Tuesday, June 20, 2006

In Prison

I am working for a charity which in turn works with other charities. Two days ago I visited a prison to see a project, where prison inmates can join and train to become qualified counsellors to other inmates in issues such as: drug abuse, housing problems, life out of prison, getting training, moving on…

Shamefully when I first went I was very cautious, this being my first time in a prison, and a little weary of what I would find. I was suspicious of the prisoners, I was afraid of them: it was almost as if they were not human in the way I was thinking about them! When we started talking though, I discovered that by being part of something worthwhile they had regained a sense of self-worth, and that by enabling others to change, by pointing other inmates in a positive direction, they had some sense of fulfilment. By giving, they got back: they felt a sense of being of value, they felt good about themselves maybe for the first time in their lives! In fact, more than any qualification they had received this is what enabled them to move on, to get off drugs and to have hope. One of the guys told me: ‘My solicitor told me I was going to be free after my judgement and instead I got sentenced to life. I thought of killing myself. Now I have hope, I can dream of a future, somewhere, at some time…’. Knowing they had performed wrong actions these people were grasping at the only small chance they had to get out of the vicious circle of habitual actions and past conditioning, and to go beyond what had happened, to forgive and to forget – themselves to begin with.

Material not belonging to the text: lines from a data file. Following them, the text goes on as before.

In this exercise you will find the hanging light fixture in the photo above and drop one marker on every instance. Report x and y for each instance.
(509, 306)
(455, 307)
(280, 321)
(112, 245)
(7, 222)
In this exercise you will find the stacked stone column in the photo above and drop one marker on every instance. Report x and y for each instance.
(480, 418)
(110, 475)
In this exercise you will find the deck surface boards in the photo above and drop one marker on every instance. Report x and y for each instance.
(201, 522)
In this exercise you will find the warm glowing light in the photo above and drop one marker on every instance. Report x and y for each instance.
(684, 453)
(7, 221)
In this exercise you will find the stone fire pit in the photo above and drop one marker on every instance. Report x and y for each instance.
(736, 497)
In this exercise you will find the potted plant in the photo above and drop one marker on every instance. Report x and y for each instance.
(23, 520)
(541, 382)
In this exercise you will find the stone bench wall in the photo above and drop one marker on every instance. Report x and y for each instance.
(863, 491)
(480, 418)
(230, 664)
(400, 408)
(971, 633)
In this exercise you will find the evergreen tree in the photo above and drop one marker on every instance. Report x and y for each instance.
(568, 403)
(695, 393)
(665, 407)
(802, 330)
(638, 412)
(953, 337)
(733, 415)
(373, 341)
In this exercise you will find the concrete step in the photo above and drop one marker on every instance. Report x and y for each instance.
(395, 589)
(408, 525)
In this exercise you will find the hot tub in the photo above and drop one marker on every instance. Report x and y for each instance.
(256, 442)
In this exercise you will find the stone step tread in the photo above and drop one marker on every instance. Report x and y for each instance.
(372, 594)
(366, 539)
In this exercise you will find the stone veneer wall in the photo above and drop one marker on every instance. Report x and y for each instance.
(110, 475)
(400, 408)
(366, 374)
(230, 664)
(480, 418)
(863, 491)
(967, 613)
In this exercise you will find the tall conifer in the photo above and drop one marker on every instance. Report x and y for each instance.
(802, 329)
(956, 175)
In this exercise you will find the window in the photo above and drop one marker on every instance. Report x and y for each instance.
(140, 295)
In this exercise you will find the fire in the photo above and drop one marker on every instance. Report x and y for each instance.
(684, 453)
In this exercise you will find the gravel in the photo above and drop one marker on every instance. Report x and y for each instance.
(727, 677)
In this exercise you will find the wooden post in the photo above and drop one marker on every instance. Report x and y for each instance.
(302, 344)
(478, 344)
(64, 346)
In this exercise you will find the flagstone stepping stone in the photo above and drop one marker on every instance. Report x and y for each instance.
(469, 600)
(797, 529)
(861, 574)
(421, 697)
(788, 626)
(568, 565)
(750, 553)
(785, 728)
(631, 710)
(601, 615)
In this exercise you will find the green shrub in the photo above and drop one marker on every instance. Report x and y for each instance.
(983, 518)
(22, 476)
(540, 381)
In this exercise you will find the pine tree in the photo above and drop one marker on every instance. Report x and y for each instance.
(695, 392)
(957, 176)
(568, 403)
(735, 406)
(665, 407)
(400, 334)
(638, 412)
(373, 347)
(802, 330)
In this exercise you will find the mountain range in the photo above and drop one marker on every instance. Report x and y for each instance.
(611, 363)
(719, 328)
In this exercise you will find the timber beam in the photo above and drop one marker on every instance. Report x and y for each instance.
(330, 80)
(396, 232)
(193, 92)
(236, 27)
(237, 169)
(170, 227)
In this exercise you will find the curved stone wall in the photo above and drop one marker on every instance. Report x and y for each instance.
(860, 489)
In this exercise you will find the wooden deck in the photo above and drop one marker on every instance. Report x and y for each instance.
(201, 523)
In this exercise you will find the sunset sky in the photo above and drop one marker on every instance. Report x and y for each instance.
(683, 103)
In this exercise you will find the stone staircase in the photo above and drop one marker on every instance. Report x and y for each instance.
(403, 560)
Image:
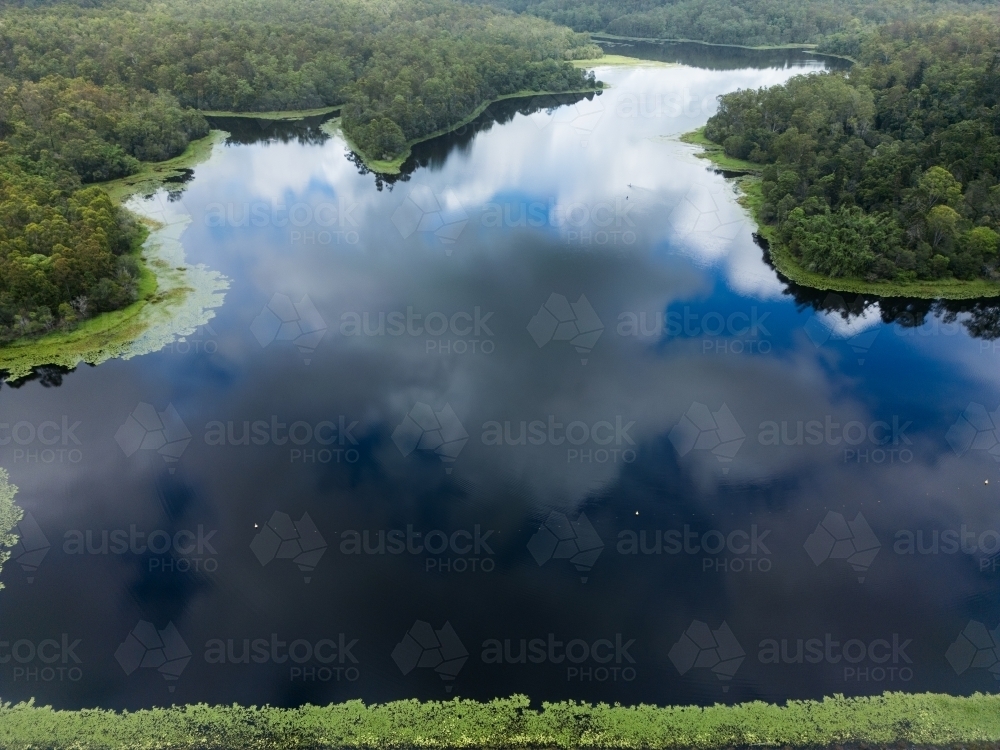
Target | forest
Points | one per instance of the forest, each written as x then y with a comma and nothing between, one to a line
91,88
833,24
890,172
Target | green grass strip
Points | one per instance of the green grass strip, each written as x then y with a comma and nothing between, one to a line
788,265
924,719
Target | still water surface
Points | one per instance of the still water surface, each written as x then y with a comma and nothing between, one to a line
535,417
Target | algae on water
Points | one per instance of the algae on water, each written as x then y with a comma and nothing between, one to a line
185,296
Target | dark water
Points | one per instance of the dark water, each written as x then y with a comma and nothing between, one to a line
534,417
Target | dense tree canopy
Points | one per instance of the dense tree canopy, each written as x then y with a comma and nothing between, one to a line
890,172
91,88
748,22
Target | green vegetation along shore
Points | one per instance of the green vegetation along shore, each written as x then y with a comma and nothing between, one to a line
883,182
834,25
890,720
392,166
170,297
107,90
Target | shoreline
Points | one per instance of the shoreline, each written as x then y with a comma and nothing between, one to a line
876,722
747,177
598,36
289,115
392,166
167,282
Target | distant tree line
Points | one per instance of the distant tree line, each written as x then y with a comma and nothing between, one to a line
91,88
833,23
890,172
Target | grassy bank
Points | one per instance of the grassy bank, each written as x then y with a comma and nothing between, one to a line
392,166
161,284
889,720
789,266
714,153
599,36
154,175
623,60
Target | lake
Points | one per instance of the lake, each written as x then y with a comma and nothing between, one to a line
535,416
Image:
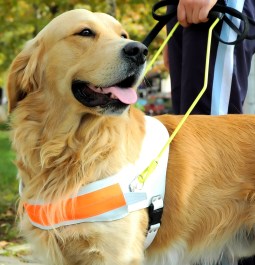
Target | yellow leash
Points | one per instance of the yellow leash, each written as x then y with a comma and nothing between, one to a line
148,171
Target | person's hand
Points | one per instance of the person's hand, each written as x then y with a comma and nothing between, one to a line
194,11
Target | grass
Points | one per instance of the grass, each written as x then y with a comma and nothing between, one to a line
8,187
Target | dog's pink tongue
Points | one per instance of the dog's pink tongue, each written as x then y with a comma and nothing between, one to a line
125,95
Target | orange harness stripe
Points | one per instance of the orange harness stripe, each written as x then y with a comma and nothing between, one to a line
81,207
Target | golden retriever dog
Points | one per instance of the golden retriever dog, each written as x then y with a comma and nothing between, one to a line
71,91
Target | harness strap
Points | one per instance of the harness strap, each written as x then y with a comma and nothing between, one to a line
112,198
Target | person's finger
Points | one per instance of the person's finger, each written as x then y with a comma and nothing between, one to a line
182,15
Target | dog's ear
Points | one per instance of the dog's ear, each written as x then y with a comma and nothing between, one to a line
25,73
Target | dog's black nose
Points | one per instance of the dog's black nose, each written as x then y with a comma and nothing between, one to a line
136,52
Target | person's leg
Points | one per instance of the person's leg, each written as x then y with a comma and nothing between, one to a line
175,65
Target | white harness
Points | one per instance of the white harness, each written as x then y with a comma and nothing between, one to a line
150,195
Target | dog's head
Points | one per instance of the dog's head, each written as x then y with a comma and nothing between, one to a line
82,57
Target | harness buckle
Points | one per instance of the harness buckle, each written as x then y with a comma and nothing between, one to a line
155,214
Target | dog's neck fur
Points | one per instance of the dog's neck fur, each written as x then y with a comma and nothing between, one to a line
100,145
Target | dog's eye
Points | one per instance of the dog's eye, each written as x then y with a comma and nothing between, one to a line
86,33
124,36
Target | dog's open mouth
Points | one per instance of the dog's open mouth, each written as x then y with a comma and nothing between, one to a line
92,96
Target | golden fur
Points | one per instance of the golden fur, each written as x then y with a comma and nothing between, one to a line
62,145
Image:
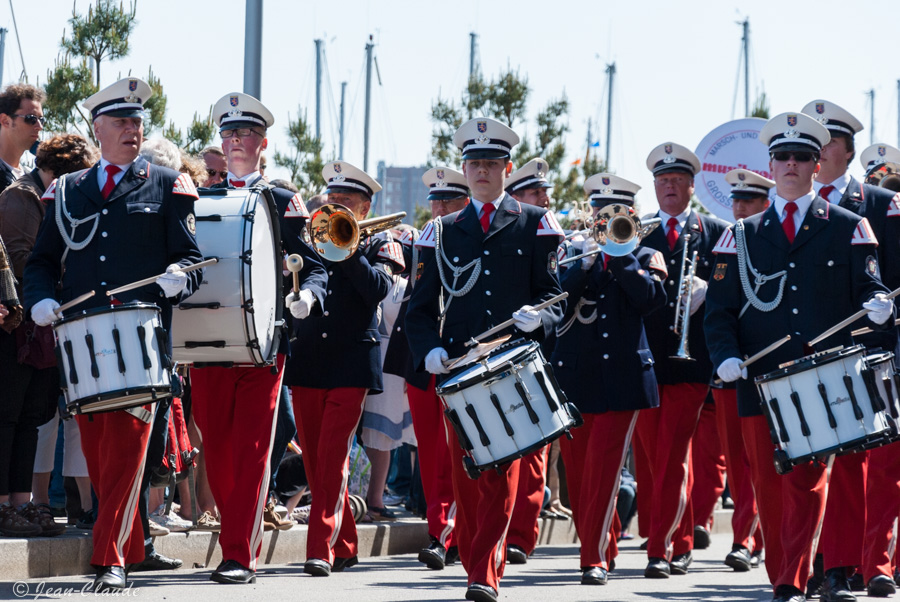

It is easy to think we are free when we are not locked away behind prison walls. It is easy to soak all the prejudices society subtly (or not so subtly) communicates to us and become a judge of others – be they in prison or in the office next door. On my way home, I reflected on the many prisons I allow myself to get into: the prisons of habit, the prisons of prejudice, of negative feelings, of wasteful thinking, of not accepting others and myself, of holding on to the past: they too refletc a lack of self-worth, of self-respect and of the very determination these prisoners have so much inspired me to have! “If you love yourself, start by setting yourself free!”